Chorus said, in color, Unknown, but I hold suspicions.
Rouge thought on that for a short time before replying, Query: Suspicions based on evidence, or idle speculations?
For a Modular, Rouge was very good at understanding its more individualistic comrades. Yes, idle speculations only, Chorus replied.
Idleness is bad, said Rouge.
Idleness is very bad, agreed Chorus.
They had been on hold for two whole shifts, going on two and a half, letting important outward communiques sit in an ever increasing queue, waiting for the final wording of the response to the Lost. Just hearing the name had made Chorus tremble at first. Names were important, for they held meanings, symbolism, and connotations. “The Refuge,” a place of safety, implying places of danger. Their name held a subtle warning to all others. “Lost” could be translated in several ways in the Refuge's languages, with one meaning being “those who are held by the gods.”

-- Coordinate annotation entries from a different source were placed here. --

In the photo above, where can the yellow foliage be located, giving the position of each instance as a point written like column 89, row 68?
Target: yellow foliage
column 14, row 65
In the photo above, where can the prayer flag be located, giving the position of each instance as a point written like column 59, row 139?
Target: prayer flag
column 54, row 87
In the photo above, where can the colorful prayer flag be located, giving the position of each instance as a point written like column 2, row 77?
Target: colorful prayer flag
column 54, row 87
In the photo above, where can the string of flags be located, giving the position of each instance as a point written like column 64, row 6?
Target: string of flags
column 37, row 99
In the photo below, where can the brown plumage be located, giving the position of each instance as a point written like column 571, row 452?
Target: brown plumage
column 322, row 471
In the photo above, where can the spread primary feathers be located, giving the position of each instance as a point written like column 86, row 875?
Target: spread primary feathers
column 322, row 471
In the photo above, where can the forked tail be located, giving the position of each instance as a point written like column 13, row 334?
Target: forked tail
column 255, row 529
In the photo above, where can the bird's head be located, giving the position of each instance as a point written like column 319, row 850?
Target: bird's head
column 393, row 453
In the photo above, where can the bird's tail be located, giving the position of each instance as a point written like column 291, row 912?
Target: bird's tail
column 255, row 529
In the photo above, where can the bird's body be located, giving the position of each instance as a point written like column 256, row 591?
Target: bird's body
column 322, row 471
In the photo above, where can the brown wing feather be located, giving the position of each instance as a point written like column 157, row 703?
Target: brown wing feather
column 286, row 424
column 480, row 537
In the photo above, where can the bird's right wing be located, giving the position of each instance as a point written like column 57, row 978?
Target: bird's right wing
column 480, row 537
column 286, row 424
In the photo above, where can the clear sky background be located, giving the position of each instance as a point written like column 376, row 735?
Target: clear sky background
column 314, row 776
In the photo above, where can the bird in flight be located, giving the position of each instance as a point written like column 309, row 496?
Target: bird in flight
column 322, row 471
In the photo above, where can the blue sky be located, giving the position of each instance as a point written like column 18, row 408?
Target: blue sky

But then again, Chorus had thought, they must have seemed quite creepy themselves, making that sudden announcement, pouncing on territories, asking to send warships (even as escorts) to the capitals of other nations. Perhaps these “Lost” were simply following their example. She had brought others around to her thinking, and then they had started on a response.
One of the Aggregate aides, obviously incredibly bored, was letting his thoughts slip through to his skin. They could've told us that it'd take a while so at least we could get some work done. Chorus wanted to chide him for his lack of control, but noted that her own bodies were getting a bit saggy themselves. It was this lack of activity, lack of something to do.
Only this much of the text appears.